Старик важно вошел в комнату и взглянул на маму. Бахалим вел себя с ним почти подобострастно и показывал маме знаками, чтобы она поклонилась. Но мою маму так просто не возьмешь: будет она кланяться всяким незнакомым старцам. Однако легкий поклон из уважения к возрасту вошедшего она все-таки отвесила. Старик удостоил ее кивка своей белой головы и прямиком отправился в комнату, где постанывал на кровати отец. Мама с Бахалимом хотели было пойти за ним, но он сдвинул брови так, что они остановились, и закрыл за собой дверь.
Отец почти не обратил внимания на вошедшего, потому что покалывания в боку переходили в острую, едва переносимую боль. Он бы, может быть, совсем не заметил посетителя, но тот вдруг громко и протяжно запел какую-то восточную заунывную мелодию. Голос у него оказался молодым и сильным. Отец повернулся на голос и опешил: перед ним стоял не просто старик, а «просто какая-то коронованная особа»: величественный взгляд, царская осанка.
— И ты знаешь, — смущенно говорил отец, — мне на минуточку даже показалось, что на голове его блеснула корона. А потом я неожиданно уснул, и мне снилось, что мы с этим царственным старцем пьем чай в райском саду. Вокруг нас — черная ночь, звезды усыпали небо, и то там, то здесь мелькают люди, приносящие пиалы с чаем, фрукты, убирающие что-то лишнее со стола. Правда, одежда на них была немного странная — старинная, что ли.
— Вот-вот, — вмешалась мама. — Он мне этот сон уже раз двести во всех подробностях рассказывал. А что ему еще рассказывать? Он ведь ничего не помнит. Старик пришел, а он уснул и проспал до тех пор, пока старец не удалился столь же величавой походкой, оставив нам на память свою черную лиану.
— Знаешь, — задумчиво сказал отец, — может быть, он меня загипнотизировал? Ведь неспроста же я уснул и проспал чуть ли не двадцать часов кряду. Мама испугалась даже. Говорит, я во сне метался, то в пот меня бросало, то руки и ноги леденели. Она даже хотела «скорую помощь» вызвать. Бахалим ее чуть ли не за руки держал, когда я наконец очнулся. Зато веришь или нет, но с тех пор у меня ни разу ничего не болело.
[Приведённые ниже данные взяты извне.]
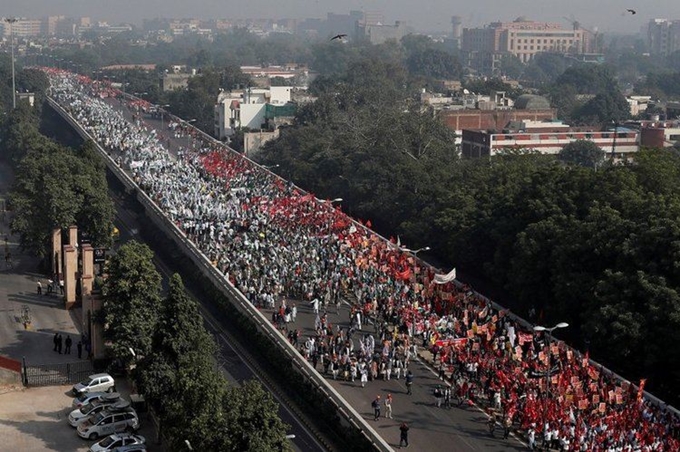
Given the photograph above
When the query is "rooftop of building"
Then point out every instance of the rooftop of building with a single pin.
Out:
(532, 102)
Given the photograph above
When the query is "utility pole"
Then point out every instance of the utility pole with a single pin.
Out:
(11, 21)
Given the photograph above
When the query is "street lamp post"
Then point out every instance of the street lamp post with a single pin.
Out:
(548, 332)
(189, 131)
(11, 21)
(162, 112)
(330, 218)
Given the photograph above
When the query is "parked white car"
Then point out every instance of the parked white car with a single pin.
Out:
(87, 397)
(109, 421)
(116, 440)
(95, 383)
(79, 415)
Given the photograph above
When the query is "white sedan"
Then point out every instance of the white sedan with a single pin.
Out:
(87, 398)
(116, 440)
(95, 406)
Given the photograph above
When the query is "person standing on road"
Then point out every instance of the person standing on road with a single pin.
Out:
(376, 408)
(403, 437)
(315, 304)
(531, 437)
(409, 383)
(507, 423)
(388, 406)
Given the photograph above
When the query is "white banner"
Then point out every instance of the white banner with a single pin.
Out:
(443, 279)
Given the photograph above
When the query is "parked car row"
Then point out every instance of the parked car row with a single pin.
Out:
(99, 412)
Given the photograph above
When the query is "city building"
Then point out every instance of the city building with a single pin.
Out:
(656, 133)
(254, 108)
(22, 27)
(483, 48)
(663, 36)
(526, 108)
(173, 81)
(379, 33)
(546, 138)
(638, 104)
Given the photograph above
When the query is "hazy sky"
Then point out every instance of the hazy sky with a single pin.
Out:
(607, 15)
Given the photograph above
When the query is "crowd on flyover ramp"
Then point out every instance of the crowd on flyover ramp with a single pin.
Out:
(275, 242)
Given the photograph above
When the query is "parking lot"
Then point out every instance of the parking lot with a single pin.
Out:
(35, 420)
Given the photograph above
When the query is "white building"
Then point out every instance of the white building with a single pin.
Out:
(247, 108)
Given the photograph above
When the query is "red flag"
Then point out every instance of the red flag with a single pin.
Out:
(405, 275)
(641, 389)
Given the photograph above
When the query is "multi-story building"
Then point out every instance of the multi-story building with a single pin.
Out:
(663, 36)
(483, 48)
(380, 33)
(251, 107)
(656, 133)
(547, 138)
(23, 28)
(527, 107)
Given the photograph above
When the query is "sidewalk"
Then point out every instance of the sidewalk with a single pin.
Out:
(18, 293)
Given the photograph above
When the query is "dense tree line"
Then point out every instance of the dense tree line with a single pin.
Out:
(581, 241)
(175, 362)
(55, 186)
(604, 103)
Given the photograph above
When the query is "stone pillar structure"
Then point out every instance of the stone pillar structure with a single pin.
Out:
(56, 255)
(70, 275)
(73, 236)
(87, 274)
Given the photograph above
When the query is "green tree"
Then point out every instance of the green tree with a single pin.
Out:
(582, 152)
(54, 188)
(131, 301)
(254, 411)
(179, 332)
(605, 107)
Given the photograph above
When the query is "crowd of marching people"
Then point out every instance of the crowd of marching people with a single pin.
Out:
(277, 244)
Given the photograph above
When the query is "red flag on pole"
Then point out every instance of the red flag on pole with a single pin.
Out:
(641, 389)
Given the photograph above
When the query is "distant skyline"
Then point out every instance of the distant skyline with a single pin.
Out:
(424, 15)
— По дереву постучи, — притворно-визгливо потребовала мама. — Этот старик у них там вроде лекаря или шамана. Пришел, запел — и все прошло.
— Да, да, — заспешил папа на тот случай, если я вздумаю ему не поверить. — Я через две недели прошел полное обследование у всех врачей. Ничего они у меня не обнаружили. Говорят, даже следа не осталось от всех моих болячек, представляешь?
В комнате к этому времени уже стояла почти полная темнота, и тут мама сообщила, что мечтает поскорее увидеть Зуму. Теперь, в феврале, у Бахалима сессия и он должен приехать к ним в гости вместе со своей женой. Я с шумом выдохнула воздух, и мама тоже вздохнула, как ей показалось, со мной за компанию, и принялась рассказывать дальше.